Dipylidium caninum can be distinguished by a molecular assay, this method has been proven sensitive and specific in identifying cestode DNA (7) and is useful in biological studies and genetics in comparison with local or global previous studies (4). Numerous researchers have developed primers specific to various genes for D.caninum-PCR assay (12).
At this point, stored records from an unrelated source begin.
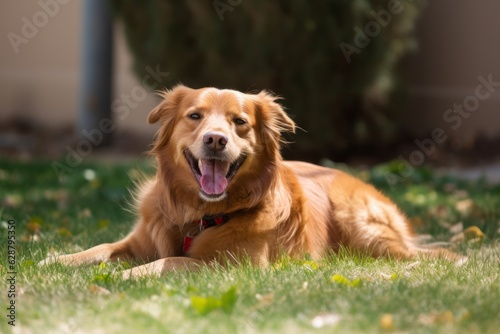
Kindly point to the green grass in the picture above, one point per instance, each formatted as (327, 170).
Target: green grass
(360, 294)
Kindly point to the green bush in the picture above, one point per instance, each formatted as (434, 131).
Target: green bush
(295, 48)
Currently, this study examines primers for amplifying DC28SrRNA and mtDNA-genes with amplicon size 653 and 190 bp as PCR targets that didn't match cestode-infecting dogs, indicating great sensitivity of the PCR approach for parasite detection (4, 12).
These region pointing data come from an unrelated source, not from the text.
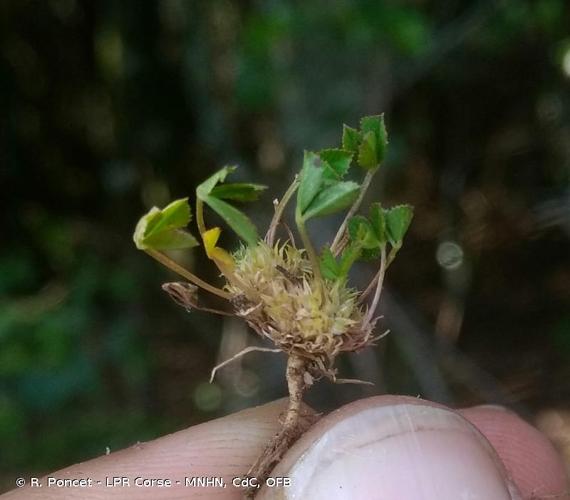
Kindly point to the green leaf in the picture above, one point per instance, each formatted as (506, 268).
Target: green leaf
(367, 152)
(162, 229)
(329, 266)
(376, 125)
(336, 162)
(234, 218)
(370, 254)
(206, 187)
(350, 255)
(239, 191)
(176, 239)
(350, 139)
(398, 221)
(378, 221)
(332, 199)
(311, 180)
(361, 232)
Sequence analyses of 28sDC gene collected from all isolated cestode specimens from dogs' intestines and positively amplified using conventional PCR determined taxonomy status of D.caninum as first period in Iraq since other previous studies showed for many years that DNA sequence was possible to have very good technology to distinguish closed relation cestode species (16).
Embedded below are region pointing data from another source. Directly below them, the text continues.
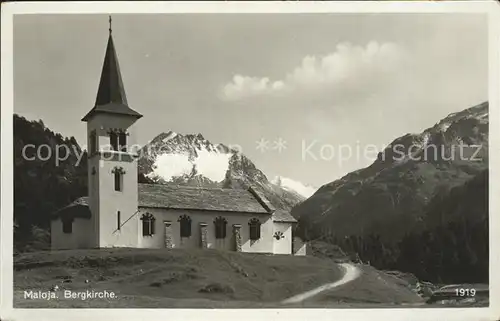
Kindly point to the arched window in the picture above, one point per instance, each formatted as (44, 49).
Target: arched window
(220, 227)
(185, 225)
(67, 225)
(113, 140)
(148, 224)
(254, 225)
Nucleotide DC28SrRNA sequences, alignment-BLASTEn, and graphics analysis revealed similar sequences (mega-blast) found with NCBI database used BLASTn-program and revealed that alignment of 28S gene lies in Dipylidium species with equal to the total score and identity 99–100% as noted in NCBI database, which agrees with Beugnet et al. (4), and indicated that sequencing of gene was a great target for various isolates by molecularly identify (17).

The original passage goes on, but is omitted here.